Having no trust, or a lack of trust, can result in unfounded suspicions and paranoia, constant seeking of approval and reassurance, and even controlling behaviors like checking up on people or demanding to know their movements.
This is not a great dynamic for any relationship and it certainly doesn’t shout out low maintenance.
6) Having done the self-work
This one is simple to understand, but can be hard to do.
Issues like a lack of trust (despite a trustworthy partner), usually stem from past life events. If you have put time and effort into self-work and self-awareness, then the chances are that these things won’t affect your relationship.
Or if they do you, will quickly recognize what is coming from you and what is coming from them.

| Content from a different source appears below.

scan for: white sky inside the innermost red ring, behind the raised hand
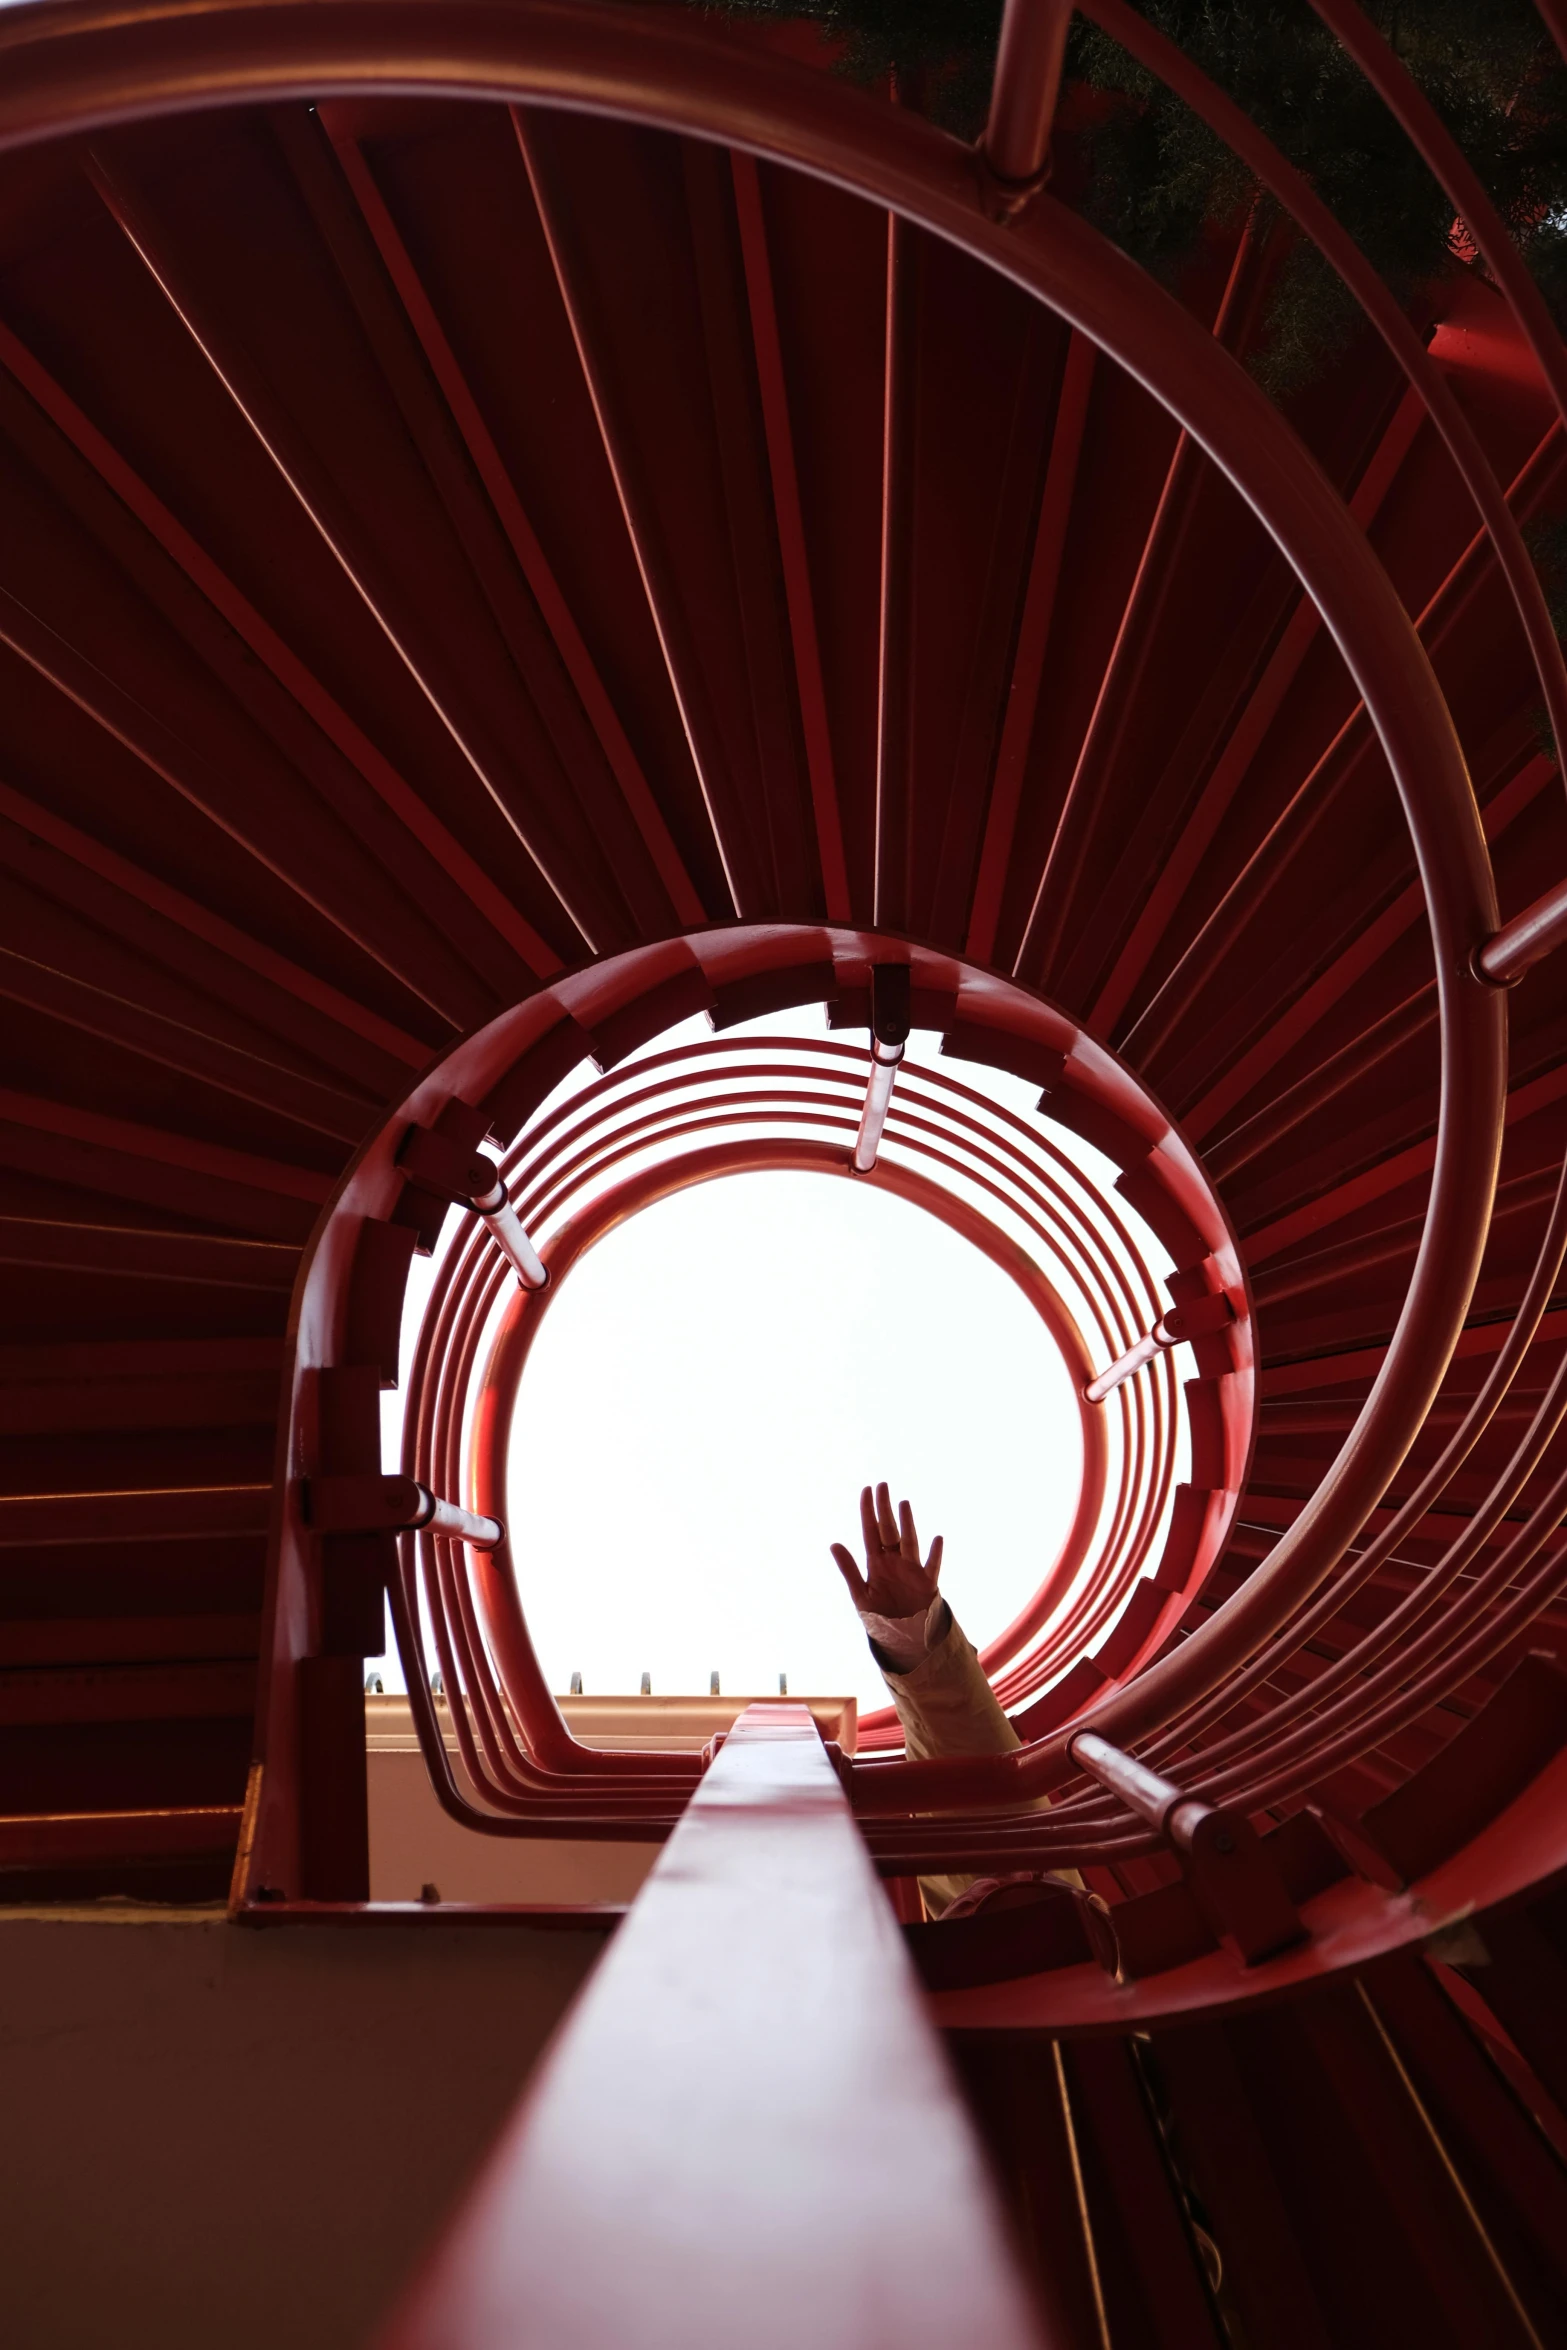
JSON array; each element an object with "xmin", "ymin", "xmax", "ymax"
[{"xmin": 507, "ymin": 1173, "xmax": 1083, "ymax": 1708}]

Ultimately, people who can avoid projecting their issues onto their partner are more likely to be seen as easygoing and low maintenance.
7) Being grateful
If you want to be seen as a happy and easygoing partner, there is another thing you can do – express gratitude. In addition to remembering what not to do, it’s also good to add positivity and gratitude into the mix.
This will make your partner feel truly appreciated and contribute to the feeling that you are a low maintenance partner, since it will improve the overall tone and quality of your relationship.
A little bit of gratitude can cause a glow in your partner and make them more willing to overlook any things that might go wrong.
Last thoughts on being low maintenance
If you resonate with the things in this article, then the chances are you are a low maintenance person!
If this doesn’t seem like you, don’t worry, you can change your behavior.
But also remember this: There is no specific reason that you actually have to be low maintenance. It’s just a matter of finding the partner that is best suited to you, and vice versa!